In this case, the target of the government’s forfeiture action was radio transmission equipment, which is movable personable property. Immediate seizure was necessary to establish the district court’s jurisdiction over the equipment, which could be moved easily outside of its jurisdiction, and to make sure that the equipment was not moved or hidden once notice of the forfeiture action was given.3 See Calero-Toledo, 416 U.S. at 679, 94 S.Ct. 2080; James Daniel Good Real Property, 510 U.S. at 57, 114 S.Ct. 492. Therefore, in light of these exigencies due process did not require notice and a hearing before seizure.

*551-555Next, Perez asserts that the government violated § 510(b) because the seizure took place before the district court ordered forfeiture. This provision does not require that the government obtain a forfeiture order before seizure, but rather requires only that the seized property be “subject to forfeiture.” 47 U.S.C. § 510(b). Moreover, as noted above, seizure traditionally has been required to establish the court’s in rem jurisdiction over the property in the forfeiture action. See James Daniel Good Real Property, 510 U.S. at 57, 114 S.Ct. 492 (stating that “seizure of the res has long been considered a prerequisite to the initiation of in rem forfeiture proceedings”).
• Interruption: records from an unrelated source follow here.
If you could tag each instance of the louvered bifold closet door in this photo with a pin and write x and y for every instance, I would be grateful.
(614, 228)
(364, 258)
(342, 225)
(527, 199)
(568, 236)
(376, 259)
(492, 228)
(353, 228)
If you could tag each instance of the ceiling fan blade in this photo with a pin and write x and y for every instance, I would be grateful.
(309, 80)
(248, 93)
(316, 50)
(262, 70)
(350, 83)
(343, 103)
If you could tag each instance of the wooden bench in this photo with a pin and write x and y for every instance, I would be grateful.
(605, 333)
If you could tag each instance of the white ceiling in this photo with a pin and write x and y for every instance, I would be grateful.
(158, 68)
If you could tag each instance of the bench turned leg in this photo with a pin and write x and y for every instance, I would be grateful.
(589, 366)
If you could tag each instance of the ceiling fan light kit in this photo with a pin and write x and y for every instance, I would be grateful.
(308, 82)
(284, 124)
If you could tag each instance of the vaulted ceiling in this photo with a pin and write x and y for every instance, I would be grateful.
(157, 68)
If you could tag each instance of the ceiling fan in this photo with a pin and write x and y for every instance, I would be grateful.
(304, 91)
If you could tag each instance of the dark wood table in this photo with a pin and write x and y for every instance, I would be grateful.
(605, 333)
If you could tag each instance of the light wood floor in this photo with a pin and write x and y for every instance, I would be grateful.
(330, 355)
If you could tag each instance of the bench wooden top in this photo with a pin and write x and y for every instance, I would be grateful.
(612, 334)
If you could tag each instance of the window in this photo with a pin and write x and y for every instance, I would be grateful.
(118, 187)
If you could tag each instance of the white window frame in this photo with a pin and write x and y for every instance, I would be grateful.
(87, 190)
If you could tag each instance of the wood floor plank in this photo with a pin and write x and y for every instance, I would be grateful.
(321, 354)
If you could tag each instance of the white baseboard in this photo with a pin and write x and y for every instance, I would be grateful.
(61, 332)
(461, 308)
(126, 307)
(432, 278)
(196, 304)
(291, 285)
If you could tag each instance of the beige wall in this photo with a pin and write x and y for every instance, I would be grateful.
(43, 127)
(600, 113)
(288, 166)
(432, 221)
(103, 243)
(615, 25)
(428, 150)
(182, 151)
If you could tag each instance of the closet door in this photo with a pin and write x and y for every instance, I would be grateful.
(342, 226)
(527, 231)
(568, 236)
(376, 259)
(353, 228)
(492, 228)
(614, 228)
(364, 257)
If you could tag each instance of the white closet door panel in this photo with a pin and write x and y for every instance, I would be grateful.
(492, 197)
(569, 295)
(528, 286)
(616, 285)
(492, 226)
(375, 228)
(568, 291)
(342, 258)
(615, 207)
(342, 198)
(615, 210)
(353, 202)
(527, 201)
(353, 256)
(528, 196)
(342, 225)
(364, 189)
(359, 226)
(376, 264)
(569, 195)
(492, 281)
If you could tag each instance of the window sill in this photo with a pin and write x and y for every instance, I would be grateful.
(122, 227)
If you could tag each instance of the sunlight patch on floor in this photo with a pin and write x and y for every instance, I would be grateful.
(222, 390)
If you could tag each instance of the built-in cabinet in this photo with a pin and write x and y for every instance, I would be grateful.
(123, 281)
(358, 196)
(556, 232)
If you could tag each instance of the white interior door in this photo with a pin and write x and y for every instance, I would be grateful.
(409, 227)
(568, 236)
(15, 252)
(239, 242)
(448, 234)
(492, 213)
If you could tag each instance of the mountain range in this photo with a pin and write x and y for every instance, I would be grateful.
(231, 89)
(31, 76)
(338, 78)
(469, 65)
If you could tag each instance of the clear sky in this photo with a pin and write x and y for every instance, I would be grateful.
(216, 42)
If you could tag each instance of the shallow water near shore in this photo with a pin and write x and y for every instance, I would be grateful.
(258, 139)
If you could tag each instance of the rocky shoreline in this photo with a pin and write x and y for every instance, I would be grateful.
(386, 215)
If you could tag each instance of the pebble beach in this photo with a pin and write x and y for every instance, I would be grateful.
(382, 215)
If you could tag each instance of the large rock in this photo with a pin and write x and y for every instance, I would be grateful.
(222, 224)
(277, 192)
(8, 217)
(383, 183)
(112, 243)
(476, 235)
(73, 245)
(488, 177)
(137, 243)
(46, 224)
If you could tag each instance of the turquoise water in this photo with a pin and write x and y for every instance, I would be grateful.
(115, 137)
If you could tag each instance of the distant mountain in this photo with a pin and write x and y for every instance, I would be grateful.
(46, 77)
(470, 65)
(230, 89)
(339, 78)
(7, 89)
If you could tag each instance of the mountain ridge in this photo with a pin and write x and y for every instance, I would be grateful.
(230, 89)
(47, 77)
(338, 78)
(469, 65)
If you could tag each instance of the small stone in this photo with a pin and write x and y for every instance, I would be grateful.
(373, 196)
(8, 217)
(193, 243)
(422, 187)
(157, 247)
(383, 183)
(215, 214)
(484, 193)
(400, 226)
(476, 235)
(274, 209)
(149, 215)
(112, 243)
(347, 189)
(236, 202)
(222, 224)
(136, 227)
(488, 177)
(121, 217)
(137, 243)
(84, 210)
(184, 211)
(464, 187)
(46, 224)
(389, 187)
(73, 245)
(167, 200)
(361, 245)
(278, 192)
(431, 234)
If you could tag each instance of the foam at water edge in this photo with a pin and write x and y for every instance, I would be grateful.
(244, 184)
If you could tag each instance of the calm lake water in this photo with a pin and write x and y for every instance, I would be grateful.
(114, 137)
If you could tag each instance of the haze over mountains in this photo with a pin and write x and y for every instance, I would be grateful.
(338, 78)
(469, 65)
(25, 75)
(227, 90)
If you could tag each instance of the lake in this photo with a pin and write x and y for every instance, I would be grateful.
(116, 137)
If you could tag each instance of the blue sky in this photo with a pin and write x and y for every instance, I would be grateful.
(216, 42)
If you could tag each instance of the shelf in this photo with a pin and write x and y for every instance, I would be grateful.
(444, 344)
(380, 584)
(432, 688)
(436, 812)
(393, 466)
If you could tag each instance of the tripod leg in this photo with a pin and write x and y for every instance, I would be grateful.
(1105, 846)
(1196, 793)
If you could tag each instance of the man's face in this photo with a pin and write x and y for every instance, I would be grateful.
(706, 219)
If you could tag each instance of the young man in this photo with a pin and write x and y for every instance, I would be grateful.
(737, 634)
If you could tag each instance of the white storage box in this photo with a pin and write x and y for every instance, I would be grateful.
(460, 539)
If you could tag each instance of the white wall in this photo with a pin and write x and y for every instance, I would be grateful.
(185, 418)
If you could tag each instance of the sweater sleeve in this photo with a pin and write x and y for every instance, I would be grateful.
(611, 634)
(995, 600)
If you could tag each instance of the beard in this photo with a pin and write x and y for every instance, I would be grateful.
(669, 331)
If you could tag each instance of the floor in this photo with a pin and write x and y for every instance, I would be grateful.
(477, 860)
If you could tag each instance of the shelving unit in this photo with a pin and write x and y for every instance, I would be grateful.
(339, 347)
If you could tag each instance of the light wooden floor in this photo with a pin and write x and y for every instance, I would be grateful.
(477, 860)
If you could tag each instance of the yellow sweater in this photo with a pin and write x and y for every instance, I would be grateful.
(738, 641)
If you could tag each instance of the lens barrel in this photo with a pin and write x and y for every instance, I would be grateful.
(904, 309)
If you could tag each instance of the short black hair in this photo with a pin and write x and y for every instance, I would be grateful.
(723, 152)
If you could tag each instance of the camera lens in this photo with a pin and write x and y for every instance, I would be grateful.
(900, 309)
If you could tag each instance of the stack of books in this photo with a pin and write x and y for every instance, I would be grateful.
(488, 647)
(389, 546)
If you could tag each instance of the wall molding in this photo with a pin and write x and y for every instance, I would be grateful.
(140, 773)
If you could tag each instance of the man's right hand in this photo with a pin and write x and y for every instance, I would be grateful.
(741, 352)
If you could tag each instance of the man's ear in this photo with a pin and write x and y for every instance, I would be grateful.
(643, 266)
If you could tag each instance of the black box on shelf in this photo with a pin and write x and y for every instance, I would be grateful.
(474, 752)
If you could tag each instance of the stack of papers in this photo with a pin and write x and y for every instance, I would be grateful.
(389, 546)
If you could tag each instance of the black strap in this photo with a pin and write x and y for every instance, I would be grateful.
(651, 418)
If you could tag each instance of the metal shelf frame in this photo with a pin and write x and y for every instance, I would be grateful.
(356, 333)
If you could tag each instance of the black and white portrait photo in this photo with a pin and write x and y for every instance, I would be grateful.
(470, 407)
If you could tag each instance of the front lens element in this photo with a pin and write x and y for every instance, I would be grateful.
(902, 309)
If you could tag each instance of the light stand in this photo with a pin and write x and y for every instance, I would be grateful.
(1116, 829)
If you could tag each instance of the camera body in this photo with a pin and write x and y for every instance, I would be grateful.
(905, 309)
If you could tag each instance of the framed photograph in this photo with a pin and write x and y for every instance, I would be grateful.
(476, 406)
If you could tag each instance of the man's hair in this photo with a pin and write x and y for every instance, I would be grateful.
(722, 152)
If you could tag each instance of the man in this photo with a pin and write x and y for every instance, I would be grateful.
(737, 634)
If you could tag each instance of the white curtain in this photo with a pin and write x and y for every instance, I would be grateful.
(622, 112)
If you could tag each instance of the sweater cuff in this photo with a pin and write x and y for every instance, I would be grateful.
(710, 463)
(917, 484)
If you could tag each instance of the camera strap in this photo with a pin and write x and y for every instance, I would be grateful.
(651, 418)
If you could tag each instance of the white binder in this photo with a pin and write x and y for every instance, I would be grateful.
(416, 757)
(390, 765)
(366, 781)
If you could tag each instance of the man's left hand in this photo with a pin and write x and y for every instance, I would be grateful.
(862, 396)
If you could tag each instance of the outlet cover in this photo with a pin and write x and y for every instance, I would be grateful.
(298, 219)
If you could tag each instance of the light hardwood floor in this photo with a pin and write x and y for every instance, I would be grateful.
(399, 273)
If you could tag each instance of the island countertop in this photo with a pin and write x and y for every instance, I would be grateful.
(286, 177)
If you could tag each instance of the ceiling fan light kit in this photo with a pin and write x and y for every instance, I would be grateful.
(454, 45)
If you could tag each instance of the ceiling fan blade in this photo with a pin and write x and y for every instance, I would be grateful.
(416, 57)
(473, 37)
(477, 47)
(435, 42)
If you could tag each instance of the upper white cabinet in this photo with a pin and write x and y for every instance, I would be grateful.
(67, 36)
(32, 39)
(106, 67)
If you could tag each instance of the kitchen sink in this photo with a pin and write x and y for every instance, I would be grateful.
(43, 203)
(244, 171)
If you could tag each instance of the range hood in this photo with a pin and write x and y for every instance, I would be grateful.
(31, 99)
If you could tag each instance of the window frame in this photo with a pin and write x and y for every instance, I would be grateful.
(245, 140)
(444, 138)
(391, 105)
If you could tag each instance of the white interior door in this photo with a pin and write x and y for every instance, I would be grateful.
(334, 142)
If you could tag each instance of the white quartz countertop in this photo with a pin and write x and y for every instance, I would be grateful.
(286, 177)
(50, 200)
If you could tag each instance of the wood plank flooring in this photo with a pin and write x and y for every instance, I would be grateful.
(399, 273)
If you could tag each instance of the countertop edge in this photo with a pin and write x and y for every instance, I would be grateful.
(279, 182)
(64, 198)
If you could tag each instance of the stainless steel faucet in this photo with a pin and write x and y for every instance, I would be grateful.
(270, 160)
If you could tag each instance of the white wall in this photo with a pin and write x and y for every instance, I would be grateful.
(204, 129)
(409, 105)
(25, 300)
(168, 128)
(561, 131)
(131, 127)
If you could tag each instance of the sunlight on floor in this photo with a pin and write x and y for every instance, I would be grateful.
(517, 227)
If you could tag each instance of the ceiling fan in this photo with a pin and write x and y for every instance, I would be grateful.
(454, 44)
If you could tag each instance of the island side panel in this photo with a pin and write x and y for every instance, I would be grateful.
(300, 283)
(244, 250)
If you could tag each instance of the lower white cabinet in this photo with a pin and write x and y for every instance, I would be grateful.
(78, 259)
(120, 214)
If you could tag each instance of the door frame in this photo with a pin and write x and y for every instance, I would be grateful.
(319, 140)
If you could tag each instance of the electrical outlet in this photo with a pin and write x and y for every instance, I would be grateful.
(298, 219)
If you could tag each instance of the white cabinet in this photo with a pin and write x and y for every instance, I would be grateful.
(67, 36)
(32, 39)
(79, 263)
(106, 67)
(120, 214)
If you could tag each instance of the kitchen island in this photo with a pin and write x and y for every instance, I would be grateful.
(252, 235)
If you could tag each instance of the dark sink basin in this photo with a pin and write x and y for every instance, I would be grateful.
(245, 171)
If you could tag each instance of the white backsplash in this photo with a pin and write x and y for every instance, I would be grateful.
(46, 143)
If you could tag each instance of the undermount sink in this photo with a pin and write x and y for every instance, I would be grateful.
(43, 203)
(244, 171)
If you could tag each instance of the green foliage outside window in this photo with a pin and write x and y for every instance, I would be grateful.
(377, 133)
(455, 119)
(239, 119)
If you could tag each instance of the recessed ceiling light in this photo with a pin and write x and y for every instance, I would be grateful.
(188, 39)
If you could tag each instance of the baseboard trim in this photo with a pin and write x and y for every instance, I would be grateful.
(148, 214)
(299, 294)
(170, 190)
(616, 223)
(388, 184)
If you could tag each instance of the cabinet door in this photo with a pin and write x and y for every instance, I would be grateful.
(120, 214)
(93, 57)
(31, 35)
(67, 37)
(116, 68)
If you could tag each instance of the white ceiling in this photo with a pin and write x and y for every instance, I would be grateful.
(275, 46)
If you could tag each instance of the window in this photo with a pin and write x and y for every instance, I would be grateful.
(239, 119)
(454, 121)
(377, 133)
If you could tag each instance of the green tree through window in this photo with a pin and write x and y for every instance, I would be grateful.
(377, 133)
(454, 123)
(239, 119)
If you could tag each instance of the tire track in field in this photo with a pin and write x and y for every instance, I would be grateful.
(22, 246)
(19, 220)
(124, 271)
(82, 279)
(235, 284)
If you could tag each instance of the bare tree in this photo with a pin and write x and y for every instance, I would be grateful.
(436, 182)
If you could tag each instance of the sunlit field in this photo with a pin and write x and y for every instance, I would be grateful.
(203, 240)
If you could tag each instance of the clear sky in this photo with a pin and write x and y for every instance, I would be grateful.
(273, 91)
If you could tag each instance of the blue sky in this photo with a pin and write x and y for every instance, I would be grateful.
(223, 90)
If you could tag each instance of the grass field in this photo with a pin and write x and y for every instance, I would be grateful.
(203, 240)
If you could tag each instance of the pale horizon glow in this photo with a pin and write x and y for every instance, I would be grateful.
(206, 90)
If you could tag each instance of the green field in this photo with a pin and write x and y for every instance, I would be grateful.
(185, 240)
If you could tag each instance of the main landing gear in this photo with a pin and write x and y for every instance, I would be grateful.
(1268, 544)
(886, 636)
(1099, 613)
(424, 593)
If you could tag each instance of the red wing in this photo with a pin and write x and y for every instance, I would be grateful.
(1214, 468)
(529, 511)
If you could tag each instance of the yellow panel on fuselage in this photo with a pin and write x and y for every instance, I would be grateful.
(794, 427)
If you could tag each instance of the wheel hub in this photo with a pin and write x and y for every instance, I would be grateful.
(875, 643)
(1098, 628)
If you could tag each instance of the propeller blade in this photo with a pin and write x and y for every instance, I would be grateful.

Finally, Perez contends that forfeiture would violate his rights under the First Amendment Privacy Protection Act, 42 U.S.C. § 2000aa.4 This statute is not applicable to the seizure of radio transmission equipment used in connection with unlicensed radio broadcasting because the seized radio transmission equipment is not documentary or work product materials. See 42 U.S.C. § 2000aa-7(a), (b) (defining “documentary materials,” and “work product materials”).

III. CONCLUSION

Because Perez failed to present a valid defense to forfeiture after the government established probable cause, we AFFIRM the district court’s judgment granting the government’s motion for summary judgment, denying Perez’s motion for summary judgment, and entering an order of forfeiture.

. 47 U.S.C. § 301 provides in part:

No person shall use or operate any apparatus for the transmission of energy or communications or signals by radio . . . except under and in accordance with this chapter and with a license in that behalf granted under the provisions of this chapter.

. 47 U.S.C. § 510(a) provides:

Any electronic, electromagnetic, radio frequency, or similar device, or component thereof, used, sent, carried, manufactured, assembled, possessed, offered for sale, sold, or advertised with willful and knowing intent to violate section 301 ... may be seized and forfeited to the United States.

. The affidavit of FCC Agent Viglione set forth the following basis for exigency:

I believe that exigent circumstances exist which warrant immediate seizure of all transmitting equipment and associated devices from 9613 Madison Avenue, Cleveland, Ohio 44102. Despite repeated warnings, the unlicensed station operating on frequency 91.9 MHz at this location continues to transmit in violation of 47 U.S.C. § 301. The equipment used in this type of operation is usually highly portable. Any delay in entering the premises to execute the seizure could result in removal of the equipment to another location or concealment beyond the scope of the writ.

J.A. at 19 (Viglione Aff.).

. Under 42 U.S.C. § 2000aa(a) & (b), the government, in connection with the investigation or prosecution of a criminal offense, is prohibited from searching for or seizing any documentary or work product materials "possessed by a person reasonably believed to have a purpose to disseminate to the public a newspaper, book, broadcast, or other similar form of public communication.”